Of all the things Apple do well, creating a hullabaloo is one of the best. Despite ongoing wars and Scotland’s bid for independence, the launch of a new product still performed well in the news agenda on Tuesday. Live from Cupertino, the world’s hippest tech company put on a show to rival the biggest movie premiere, presidential inauguration or royal wedding. In terms of global audience, it was an unrivalled success.
But strip away the fripperies and rock bands (U2 played some songs, as if you hadn’t noticed), and was all the fuss and bluster worth the candle? Well, almost but not quite.
Bono and the boys weren’t the headline act, because this was all about the iPhone 6. Just as owners of the iPhone 5 had adopted sneering at owners of the iPhone 4 as a rather neat lifestyle, suddenly we’re all archaic twerps, thanks to our lack of the new futuristic oblong.
There’ll always be a hardcore of Apple addicts who will welcome the arrival of a new iPhone as if greeting golden beings from Venus. The rest of us are free to view new product a bit more objectively. From what I’ve seen, tremors of excitement may well be a terrible overreaction.

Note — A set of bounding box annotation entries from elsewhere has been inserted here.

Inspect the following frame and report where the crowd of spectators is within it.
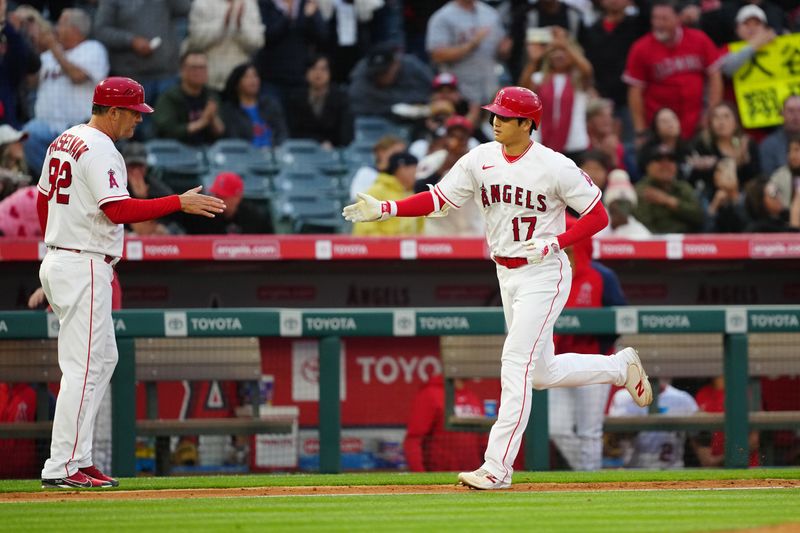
[0,0,800,237]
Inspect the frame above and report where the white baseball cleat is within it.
[617,347,653,407]
[458,468,511,490]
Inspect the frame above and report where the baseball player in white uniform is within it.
[342,87,653,489]
[608,384,698,469]
[37,78,225,488]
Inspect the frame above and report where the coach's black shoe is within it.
[78,465,119,487]
[42,470,111,489]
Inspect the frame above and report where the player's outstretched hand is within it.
[525,237,560,265]
[28,287,47,309]
[178,185,227,218]
[342,193,392,222]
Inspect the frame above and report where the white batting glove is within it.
[525,237,561,265]
[342,193,393,222]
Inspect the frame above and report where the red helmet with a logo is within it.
[92,77,153,113]
[483,87,542,128]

Without the honour of actually operating an iPhone 6, my opinion must be based on appearances – and the most noticeable feature is the larger screen. This is long overdue. I believe Apple allowed Android (particularly the Samsung Galaxy) to grab a hefty slice of market-share by sticking with the relatively small ‘framed’ screen. So, while a more sizeable frontage on the iPhone is welcome, it now looks as though Apple is playing catch-up. Which is not really in keeping with their brand position.
I don’t know how much it costs to develop an iPhone with an extended screen, but if I were running the iPhone project, I’d have gone for battery life. Obviously, I’m no technology entrepreneur, but I am still convinced that any company introducing a smart phone with a five day battery capacity, will do very nicely indeed. I’m sure there’s a very good scientific reason why this hasn’t been done, but it’s a prize for the taking.
And still, U2 had to wait for their moment of glory, because next came a proper surprise. Well, I say that, there had been rumours for months, but nobody was really betting on an iWatch. However, that’s what we got (actually, we’re supposed to call it an Apple watch; the whole ‘i’ thing seems to be dead or dying). To date, Apple have excelled at rectangles. The iPad, iPod, various laptops and the iPhone have all followed those basic dimensions. This is something different. It’s round and you wear it.
Again, Apple aren’t first to market with this. A Galaxy watch appeared earlier this year – and seeing its clunky profile left me very sceptical about such objects. The Apple watch, though, does look quite attractive. That is, it looks like a proper watch. It’s going to be available in various shapes, with various straps, so I can just about see people wearing them without fear of being called an ostentatious idiot. Sadly, I’m afraid I can’t comment on the functionality until Apple send me one to review. Don’t hold your breath for that.
Finally, the band had their shot. And Apple, being what they are, weren’t content to simply have a megagroup perform. Oh, no. U2 also had new product to push, which comes in the form of a new album called ‘Songs Of Innocence’. Handily, you can pick up a copy on iTunes – for free. That’s right, U2’s new collection has been paid for by Apple. Indeed, some subscribers have found it sitting in their libraries unrequested. I’ve yet to find anybody pleased about this, funnily enough. Perhaps, these days, U2 can’t even give their music away.
And there you have it. Two new iPhones, an Apple watch and a free U2 album. That’s how you create a hullabaloo; that’s how you create a market. Moreover, the real beauty lies in Apple’s ability to do it all over again when the Apple watch 2.0 is launched. Just imagine how inadequate we’ll feel about our mark-one models then.